Let’s take a step back for a moment. Almost every business in this country will have some kind of hybrid environment for at least another five years. Many still have physical on-prem infrastructure, private cloud networks and hybrid cloud environments. This is the reality, and while there is a rapid move towards public cloud providers, any cloud discussion must appreciate this reality as a starting point.

The main big cloud providers are Huawei, AWS, Azure and Google, and each has their own characteristics and strengths. Businesses that engage partners who are not technology agnostic will be steered towards whichever hyperscaler they are partners with. Because moving to the cloud is not a technology destination but rather a business transformation exercise, a technology-agnostic partner is far more valuable to a business. And the truth of the matter is that hybrid and multi-cloud environments are often more suitable than putting all eggs in one basket, so to speak, but more on this a little later.

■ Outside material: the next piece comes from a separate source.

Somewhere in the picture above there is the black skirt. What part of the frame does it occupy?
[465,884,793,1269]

A partner needs to zone in and focus on business objectives. Many people start with the answer (especially if they are aligned with one provider) and then look for questions. This is upside down. An organisation such as has capability across all the answers, so to speak, and so we are not stuck on one provider only, meaning we can objectively tackle business objectives and problems.

A partner must embed itself deeply to understand the environment, look at the challenges and objectives, and then build the best possible solution – irrespective of the technology or vendors. In other words, it needs to bring broad experience and expertise in all the cloud environments to help businesses transform.

This methodology requires people to collaborate in new ways for better results, and governance forms an important part of this process. While governance in businesses tends to be static, the idea of governance in the cloud is dynamic by its very nature.

A good partner appreciates that the same governance principles will apply to all four main cloud environments, including security, guard rails, access and permissions, and much more. This governance is built at a high level in the business and used across all the cloud environments.

The next, important step is a partner who has the capability – and proven track record – to advise clients on which cloud provider is best for different workloads within an organisation. Artificial intelligence, development, and the need for affordable infrastructure – these are all different considerations where the various hyperscalers are a better fit for certain functions.

How an organisation approaches this consideration may well come down to the style of the business transformation partner. From an Altron perspective, we have developed our Cloud Placement Framework (CPF) which allows us to build multi-cloud environments underpinned by best practice, and objectively advise on which is best for unique workflows and circumstances. This is one of the benefits of an organisation that works with all four of the big providers – we know exactly which is best for which function, given any myriad of circumstances.

To be clear, this is not about which cloud is better. Altron works with all four because all four are good. This is about providing customers with the best-fit solution for their business. For example, if we return to the governance discussion, some cloud providers do not have presence within certain geographical locations, and as you go into different territories with data residency and data sovereignty laws, a partner needs to be able to offer the best advice for organisations.

It is about understanding where the customer is, which industry vertical they work in, and what their requirements are, and then joining the dots and finding the best fit – and this best fit may well be multiple providers or a multi-cloud environment.

Understanding this, businesses would do well to seek out partners with years of experience, in dealing with both on-prem physical infrastructure, private clouds and the public cloud and avoid those that sell cookie-cutter technology solutions over taking the time to build personalised transformation roadmaps that are technology agnostic.

An organisation such as Altron, which itself has undergone a comprehensive transformation exercise, can lean on many years’ deep expertise across the width and breadth of the organisation to cover business transformation end-to-end, including adding further layers such as security and backup to multi- and hybrid cloud environments.